The children of the 1980s know a thing or two about extravagant consumerism. Young enough to have absorbed a tide of youth marketing messages and not old enough to have directly suffered previous economic recessions, they learned how to spend on fashion and lifestyle wants. Enjoying an adulthood of easy credit and low unemployment, they are themselves largely unprepared for the current financial downturn.
As the recession bites, Generation X must begin to instil financial smarts in their own children, dubbed ‘Generation Z’, or simply ‘Zeds’. Recent studies have shown that this new group are substantially different than previous generations – living largely virtual lives through social networking and personal entertainment solutions which remain glued to their sides, such as iPODs and mobile telephones.
These ‘digital kids’ are highly receptive to marketing messages and lack the general antipathy and derision toward overtly persuasive communications demonstrated by Gen Y. As such, they are vulnerable to poor financial management – ‘plugged in’ 24/7 and warmly accepting of marketing approaches, these young consumers are sitting ducks for exploitation.
Recent studies into this group, such as that published by social demographer, Mark McCrindle, have been accompanied by efforts throughout the community to address this emerging issue and protect young consumers. Financial institutions throughout Australia have taken up the baton to promote financial literacy in line with Corporate Social Responsibility Initiatives (CSR) and independent organisations have begun to take more targeted steps toward education in financial management.
US financial expert Loral Langemeier, identifies a lack of positive information on financial matters as applicable to young consumers and has collaborated with Australian organisation, Money Toolkits, to develop a ‘how to’ text for parents to use as a blueprint in developing financial literacy in children.
“This generation is exposed to more marketing messages, much earlier than previous generations,” claims Nicole Clemow of Money Toolkits. “It is so important to reach them with positive messages that show not only can you manage money responsibly but you can build capital and personal wealth and create a comfortable lifestyle for yourself.”

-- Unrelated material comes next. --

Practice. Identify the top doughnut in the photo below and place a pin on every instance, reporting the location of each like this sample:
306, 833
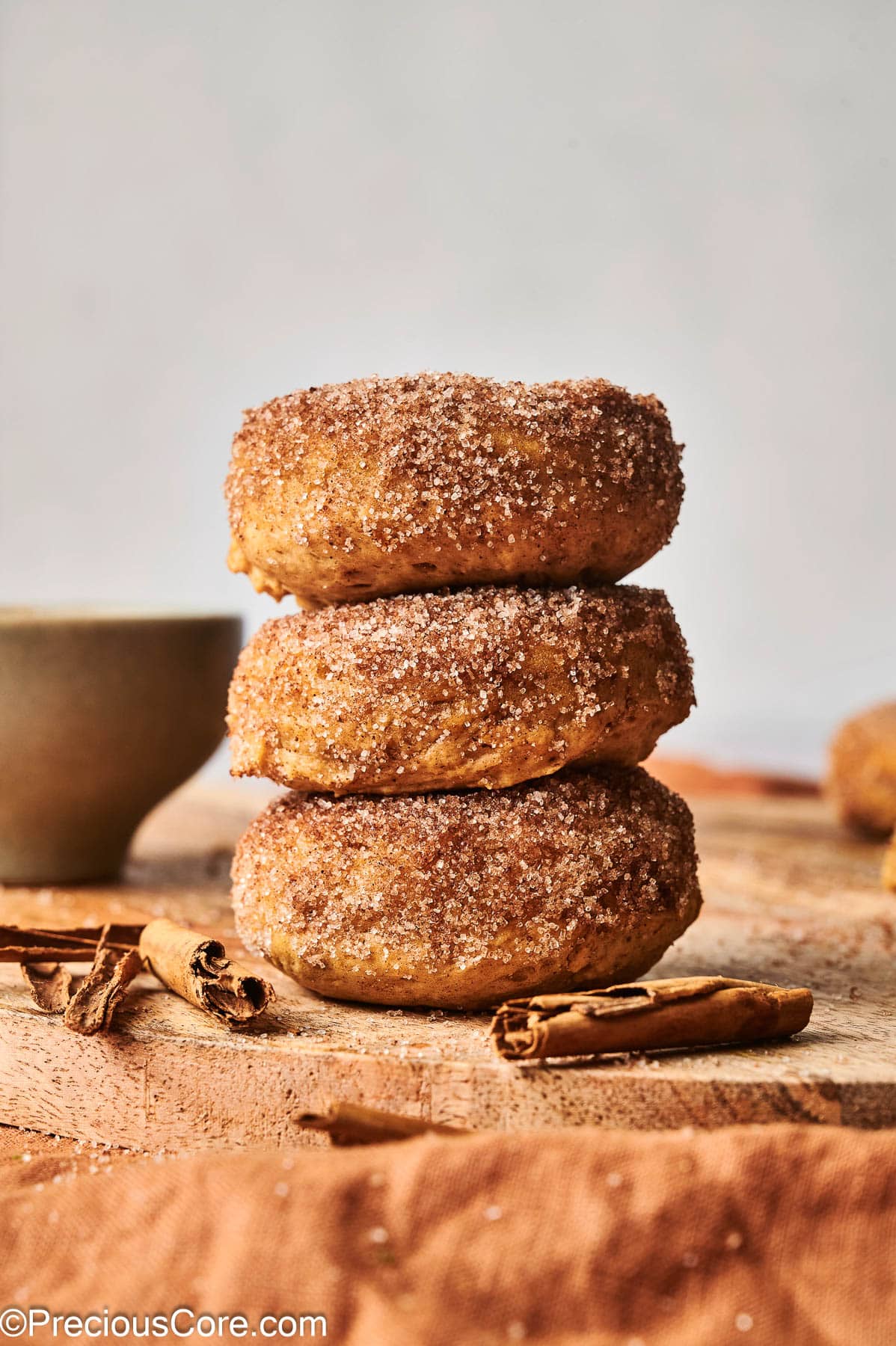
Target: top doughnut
382, 486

In the book, Loral Langemeier – a respected financial expert worldwide, has outlined the lack of capacity for teachers to handle this material in schools:
“Very few are likely to be able to model and teach how to become an entrepreneur and/or how to make money work for you through investing in assets that generate income. Most of them never learnt it themselves and don’t have it on their radar as being important. They are more likely to teach what they model themselves -study hard, go to college (university) and get a secure, well paid job.”